Untuk rencana penurunan tarif PPh, Suahasil menjelaskan, saat ini BKF masih mendalami kajiannya. Sebab, bila tarif PPh turun akan berpengaruh pada turunnya penerimaan negara dan rasio pajak terhadap PDB. Dia menggambarkan, saat ini rasio pajak pusat terhadap PDB hanya 10,3%. Nah, “Bila tarifnya diturunkan, maka penerimaannya akan turun, maka tax to GDP juga akan turun,” imbuhnya. Bila ini terjadi akan ada implikasi terhadap kemampuan negara melangsungkan pembangunan infrastruktur, perlindungan sosial, dan lainnya.
Namun di sisi lain, kata Suahasil, bila tarif turun kemungkinan akan meningkatkan kepatuhan pembayaran pajak. Karenanya, pemerintah akan mempertimbangkan kedua dimensi ini. Suahasil juga berharap dengan program amnesti pajak yang berakhir Maret lalu, kepatuhan wajib pajak bisa meningkat.
Selain itu, imbuh Suahasil, opsi penghasupsan PPh Final untuk beberapa sektor seperti konstruksi dan propreti yang sempat digulirkan oleh Ditjen Pajak juga dibahas oleh BKF dalam revisi UU PPh. Seperti diketahui, Ditjen Pajak mengusulkan hitungan pajak berbasis pembukuan di sektor di atas, tak lagi pajak final. “Terkadang dijadikan final karena susah dipungut. Apakah itu masih terjadi? Apa ada cara lain, misalnya menggunakan IT, elektronik yang bisa membuat lebih mudah,” ujarnya.

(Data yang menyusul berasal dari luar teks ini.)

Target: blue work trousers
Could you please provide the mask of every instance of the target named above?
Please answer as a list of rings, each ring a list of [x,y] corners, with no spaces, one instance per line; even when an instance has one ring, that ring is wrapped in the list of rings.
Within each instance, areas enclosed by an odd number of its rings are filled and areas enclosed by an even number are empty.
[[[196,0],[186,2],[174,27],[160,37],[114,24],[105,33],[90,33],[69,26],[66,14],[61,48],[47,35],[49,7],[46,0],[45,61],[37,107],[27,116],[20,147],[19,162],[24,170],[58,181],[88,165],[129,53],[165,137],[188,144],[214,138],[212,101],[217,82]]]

Peneliti pajak Danny Darussalam Tax Center Bawono Kristiadji mengatakan, perubahan tarif PPh harus melihat tujuan perubahan, untuk menarik investasi atau memperbesar penerimaan. Jika pro investasi, kebijakan pajak tak hanya memangkas tarif tapi bisa memberikan insentif seperti tax holiday, tax allowance. Desain rezim pajak harus menarik minat investasi. “Tapi harus dirumuskan dengan hati-hari karena pemerintah harus memastikan kebijakan ini efektif menarik investasi masuk,” ujarnya.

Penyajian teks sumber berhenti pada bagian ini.